Dans les années 1980- 1990, les jeunes
femmes et les jeunes hommes de cette famille avaient la réputation d’être discrets
et respectueux, en plus de faire partie des meilleurs élèves de leurs classes.
Discrets, dis-je, oui, mais surtout très
impliqués dans la vie sociale et culturelle de la Grand’Anse. Je pense à cet
égard à l’UJDCGA, l’Union des jeunes pour le développement culturel de la Grand’Anse,
qui a largement contribué, à son époque, à entretenir le sentiment d’appartenance
de ses membres à la communauté, à la ville de Jérémie et au département.
Cette association était le lieu de
prédilection où les jeunes se rencontraient pour discuter de développement, de
politique, de littérature et d’éducation.
Elle a ainsi contribué à stimuler la soif du
savoir, la passion de l’étude et des formes de solidarité qui semblent avoir
disparu depuis.
Presque toutes celles et tous ceux qui sont
passés par cette école, excellent aujourd’hui dans ce qu’ils ont choisi de
faire, tant sur les plans professionnel, familial et individuel, dans leur vie
d’adulte. Tant en Haïti qu’en diaspora.
Cette association très chère à leur cœur a
donc été pour elles et pour eux tous une excellente école qui les dotait d’un
bagage de valeurs morales et intellectuelles inestimables. Quoi de mieux comme
complément aux valeurs reçues dans le cadre familial !
Le samedi 4 décembre en cours, le père des
Honoré, M. Octave Honoré, a été accompagné à sa dernière demeure,
le cimetière de Jérémie avec respect, affection, dignité, tendresse et de
grands honneurs. Lors des funérailles, j’ai écouté religieusement Raymond, un
des aînés de la famille, qui faisait l’éloge d’un père responsable et qui avait
à cœur ses devoirs envers sa progéniture.
Raymond, je suis restée suspendue à tes lèvres
tout au long de ton éloge !
Après tout, c’est bien normal que les sacrifices consentis par ce vaillant père
de famille soient un jour récompensés et « honorés ».
Les autres membres de la famille et toi, vous êtes devenus grâce à votre mère, cette femme forte, rude travailleuse et à lui, des citoyennes et des citoyens honnêtes, travaillants, respectueux et respectés dans les sociétés où vous évoluez. Vous avez suivi son exemple, en étant des pères aimants et attentionnés pour vos enfants.

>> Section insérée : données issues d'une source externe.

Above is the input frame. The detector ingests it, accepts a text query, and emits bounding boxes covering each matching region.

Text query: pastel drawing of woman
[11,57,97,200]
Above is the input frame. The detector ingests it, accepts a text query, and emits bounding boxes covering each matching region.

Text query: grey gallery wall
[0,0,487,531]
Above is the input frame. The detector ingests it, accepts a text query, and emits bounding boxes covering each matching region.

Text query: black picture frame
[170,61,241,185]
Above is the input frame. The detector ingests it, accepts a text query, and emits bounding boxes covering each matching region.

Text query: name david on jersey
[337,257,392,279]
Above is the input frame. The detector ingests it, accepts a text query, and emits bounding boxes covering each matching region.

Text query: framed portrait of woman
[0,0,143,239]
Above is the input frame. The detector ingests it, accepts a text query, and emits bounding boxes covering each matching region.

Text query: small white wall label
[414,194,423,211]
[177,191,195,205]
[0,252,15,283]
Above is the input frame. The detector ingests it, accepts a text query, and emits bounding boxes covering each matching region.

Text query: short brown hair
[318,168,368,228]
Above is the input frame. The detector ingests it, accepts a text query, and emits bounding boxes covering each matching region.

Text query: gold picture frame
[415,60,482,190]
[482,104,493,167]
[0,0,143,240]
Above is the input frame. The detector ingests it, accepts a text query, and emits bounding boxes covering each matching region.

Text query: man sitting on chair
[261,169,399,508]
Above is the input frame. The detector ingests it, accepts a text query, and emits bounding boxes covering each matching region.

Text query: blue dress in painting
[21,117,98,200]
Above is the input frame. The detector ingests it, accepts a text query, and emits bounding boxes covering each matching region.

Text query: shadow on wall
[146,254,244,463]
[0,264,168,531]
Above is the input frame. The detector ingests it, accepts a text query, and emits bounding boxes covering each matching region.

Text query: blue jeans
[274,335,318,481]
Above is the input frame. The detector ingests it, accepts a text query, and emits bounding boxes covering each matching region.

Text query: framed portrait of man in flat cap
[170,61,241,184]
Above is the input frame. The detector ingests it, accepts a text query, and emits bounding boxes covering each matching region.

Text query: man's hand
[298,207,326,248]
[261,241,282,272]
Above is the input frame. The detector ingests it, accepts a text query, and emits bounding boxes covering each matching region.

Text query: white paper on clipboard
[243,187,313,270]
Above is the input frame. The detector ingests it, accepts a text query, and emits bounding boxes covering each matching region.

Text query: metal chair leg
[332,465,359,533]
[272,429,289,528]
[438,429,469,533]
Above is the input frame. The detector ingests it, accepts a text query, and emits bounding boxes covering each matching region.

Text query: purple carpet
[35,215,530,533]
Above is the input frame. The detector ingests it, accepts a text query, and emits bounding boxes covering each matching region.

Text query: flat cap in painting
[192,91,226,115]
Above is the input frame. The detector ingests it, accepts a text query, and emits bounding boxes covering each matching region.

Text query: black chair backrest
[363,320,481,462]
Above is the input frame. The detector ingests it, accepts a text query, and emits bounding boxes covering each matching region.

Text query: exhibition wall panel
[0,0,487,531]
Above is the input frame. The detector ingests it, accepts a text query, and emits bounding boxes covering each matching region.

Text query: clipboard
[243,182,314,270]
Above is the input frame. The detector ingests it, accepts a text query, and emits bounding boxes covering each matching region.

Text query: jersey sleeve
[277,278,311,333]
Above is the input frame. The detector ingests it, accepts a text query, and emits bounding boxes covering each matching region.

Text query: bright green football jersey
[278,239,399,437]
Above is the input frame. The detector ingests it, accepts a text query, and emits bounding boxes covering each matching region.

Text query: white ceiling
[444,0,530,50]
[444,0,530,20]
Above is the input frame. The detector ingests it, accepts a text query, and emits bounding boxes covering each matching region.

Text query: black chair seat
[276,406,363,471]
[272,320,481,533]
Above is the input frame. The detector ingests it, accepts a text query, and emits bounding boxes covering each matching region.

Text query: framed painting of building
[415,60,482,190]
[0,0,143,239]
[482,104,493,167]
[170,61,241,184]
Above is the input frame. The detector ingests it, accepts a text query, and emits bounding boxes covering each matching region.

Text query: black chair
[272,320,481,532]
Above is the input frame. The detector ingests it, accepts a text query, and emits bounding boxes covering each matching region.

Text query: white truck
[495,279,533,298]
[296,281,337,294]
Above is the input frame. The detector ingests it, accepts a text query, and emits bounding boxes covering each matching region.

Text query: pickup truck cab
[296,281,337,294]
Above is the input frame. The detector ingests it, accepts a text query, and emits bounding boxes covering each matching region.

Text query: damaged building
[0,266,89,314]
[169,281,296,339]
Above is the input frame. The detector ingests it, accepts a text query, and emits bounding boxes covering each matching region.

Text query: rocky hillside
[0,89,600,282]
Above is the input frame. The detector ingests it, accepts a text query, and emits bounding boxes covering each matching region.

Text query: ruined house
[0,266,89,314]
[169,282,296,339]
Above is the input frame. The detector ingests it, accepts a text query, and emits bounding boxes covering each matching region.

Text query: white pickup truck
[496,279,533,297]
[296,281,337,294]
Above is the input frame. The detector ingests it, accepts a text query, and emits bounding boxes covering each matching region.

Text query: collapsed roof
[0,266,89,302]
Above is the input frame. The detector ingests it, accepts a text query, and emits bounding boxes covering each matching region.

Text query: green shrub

Dans la société haïtienne, on parle souvent de
la démission d’une catégorie de pères absents et égoïstes même. Mais on oublie
de louer les efforts de ces braves et dévoués papas, comme le fut le
vôtre.
Les papas absents ne font pas grand
cas de l’avenir de leurs enfants, préférant courir de fleur en fleur, de
s’adonner à leurs jeux préférés, tout en cachant leurs ressources financières,
laissant les mères porter à elles seules le lourd fardeau de la
réussite de leurs enfants.
Le constat est désolant pour beaucoup de ces
pères absents et de ces mères abandonnées, seules, dans cette noble tâche
qu’est l’éducation de leur progéniture. Et par ricochet, les sociétés dans
lesquelles ils évoluent se retrouvent mal prises, avec des adultes qui ont grandi
sans modèles, sans repères et sans boussole pour guider leurs pas dans ce monde
égoïste, sans cœur et sans compassion.
Nous ne vénérons pas assez les hommes de cœur,
généreux et responsables de la trempe de M. Octave Honoré.
Ce père, pour se faire obéir, n’avait qu’à
jeter un regard autour de lui, et les enfants fautifs comprenaient le message
ou la discipline qu’il voulait leur inculquer.
Je suis restée bouche bée et admirative à
écouter Raymond nous décrire les trajets effectués par son père pour
subvenir aux besoins de la famille « durant
les années dures », les années de
grandes turbulences, où les routes étaient coupées en réponse aux consignes de désobéissance
civile passées dans toutes les régions du pays.
Dlo Tessier vers les années 1950 Photo (Paul Couba) - Collection Eddy Cavé |
En effet, depuis le départ de Jean-Claude Duvalier
le 7 février 1986, le pays a connu une succession de coups d’État, de
gouvernements de facto et d’une mission de casques bleus de l’ONU.Une Mission qui
a pris fin le 30 novembre 1997. Durant cette période, la vie était souvent
paralysée par des soulèvements dans les coins les plus reculés du pays. Le déchouquage,
les guerres larvées forçaient la population à faire preuve d’ingéniosité pour
continuer de soutenir leurs proches et pour subsister.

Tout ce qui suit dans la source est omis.